VÍDEO: MORAES IMPÕE PRAZO DE 15 DIAS PARA GOVERNADOR DO RJ ENVIAR IMAGENS DE OPERAÇÃO EM FAVELA





O ministro do Supremo Tribunal Federal Alexandre de Moraes determinou que o governo do estado do Rio de Janeiro encaminhe à Polícia Federal todas as gravações produzidas durante a Operação Contenção, realizada em 28 de outubro de 2025 nos complexos do Alemão e da Penha, na zona norte da capital fluminense. O material deverá ser enviado no prazo máximo de 15 dias e passará por análise pericial técnica sob responsabilidade da PF.

A decisão foi proferida no contexto da ADPF 635, ação que estabeleceu diretrizes para a realização de operações policiais em comunidades do Rio de Janeiro. A solicitação das imagens tem como finalidade permitir uma avaliação detalhada da atuação das forças de segurança, incluindo a observância de protocolos operacionais, o uso da força e o cumprimento das determinações judiciais que regulam esse tipo de intervenção.

A Operação Contenção foi considerada uma das maiores ações de segurança pública realizadas no estado nos últimos anos. Coordenada pelo governo fluminense, a ofensiva teve como foco o enfrentamento de organizações criminosas fortemente armadas que atuam nos dois complexos. Segundo informações oficiais divulgadas à época, a ação foi baseada em trabalho de inteligência e resultou em confrontos restritos a integrantes do crime organizado, sem registro de mortes de moradores durante a entrada das forças policiais nas comunidades.

A determinação do Supremo provocou reações distintas no meio político e jurídico. Críticos avaliam que a exigência reforça a atuação do Judiciário sobre políticas públicas de segurança, tradicionalmente conduzidas pelos estados. Para esses setores, a ampliação do controle judicial pode limitar a autonomia dos governadores e impactar a capacidade operacional das forças policiais em cenários de alta complexidade, como o enfrentamento ao crime organizado em áreas densamente povoadas.

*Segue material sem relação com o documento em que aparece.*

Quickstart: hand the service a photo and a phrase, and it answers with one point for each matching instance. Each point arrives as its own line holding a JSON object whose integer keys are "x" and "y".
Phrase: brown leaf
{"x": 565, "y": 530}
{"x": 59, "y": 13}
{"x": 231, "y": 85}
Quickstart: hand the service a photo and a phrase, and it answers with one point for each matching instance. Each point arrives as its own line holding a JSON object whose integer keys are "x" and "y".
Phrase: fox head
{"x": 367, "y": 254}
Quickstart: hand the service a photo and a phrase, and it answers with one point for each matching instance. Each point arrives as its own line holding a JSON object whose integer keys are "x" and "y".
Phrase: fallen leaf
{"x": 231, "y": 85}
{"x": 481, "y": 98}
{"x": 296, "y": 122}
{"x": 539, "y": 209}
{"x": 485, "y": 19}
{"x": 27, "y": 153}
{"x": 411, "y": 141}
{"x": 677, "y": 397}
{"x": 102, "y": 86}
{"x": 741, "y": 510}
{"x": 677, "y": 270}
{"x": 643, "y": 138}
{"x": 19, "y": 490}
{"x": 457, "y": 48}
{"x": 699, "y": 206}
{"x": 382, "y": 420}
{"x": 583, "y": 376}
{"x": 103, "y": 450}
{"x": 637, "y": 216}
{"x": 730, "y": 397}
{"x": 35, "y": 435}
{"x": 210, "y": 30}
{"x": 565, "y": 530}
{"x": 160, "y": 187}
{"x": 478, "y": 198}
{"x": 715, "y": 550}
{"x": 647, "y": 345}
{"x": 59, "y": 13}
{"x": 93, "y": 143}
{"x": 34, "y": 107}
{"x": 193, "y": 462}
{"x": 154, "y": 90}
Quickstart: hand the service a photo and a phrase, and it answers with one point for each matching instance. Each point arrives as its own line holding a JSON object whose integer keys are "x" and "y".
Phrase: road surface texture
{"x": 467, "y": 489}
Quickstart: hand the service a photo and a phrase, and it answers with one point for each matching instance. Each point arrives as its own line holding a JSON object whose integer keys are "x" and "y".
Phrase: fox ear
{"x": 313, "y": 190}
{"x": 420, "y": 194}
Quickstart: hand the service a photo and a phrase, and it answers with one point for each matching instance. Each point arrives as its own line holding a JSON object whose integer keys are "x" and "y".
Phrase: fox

Em sentido oposto, defensores da decisão afirmam que a medida está alinhada aos princípios de transparência e controle institucional. Para eles, o envio das imagens à Polícia Federal permite uma análise técnica independente e contribui para garantir que ações policiais ocorram dentro dos limites legais e constitucionais. A perícia, nesse entendimento, também pode servir como instrumento de aperfeiçoamento das práticas de segurança pública.

O contexto em que a operação foi realizada amplia a relevância do debate. O Rio de Janeiro enfrenta, há anos, elevados índices de violência e a presença consolidada de facções criminosas e milícias em diversas regiões. A dificuldade de acesso de serviços públicos e a restrição da circulação de agentes do Estado em determinadas áreas reforçam a pressão por respostas mais firmes no combate à criminalidade.

A repercussão da Operação Contenção foi significativa entre parte da população fluminense, que manifestou apoio à iniciativa. O governador Cláudio Castro ganhou maior projeção política após a ação, sendo citado em análises sobre cenários eleitorais futuros. Esse fator adicionou uma dimensão política à discussão sobre a decisão do STF e seus possíveis efeitos.

Com a entrega das imagens, a Polícia Federal deverá realizar exames técnicos detalhados e produzir laudos que poderão subsidiar novas deliberações judiciais no âmbito da ADPF 635. O desdobramento do caso segue acompanhado por autoridades, especialistas em segurança pública e representantes da sociedade civil, em meio a um debate amplo sobre o equilíbrio entre combate ao crime, garantias legais e a divisão de competências entre os Poderes.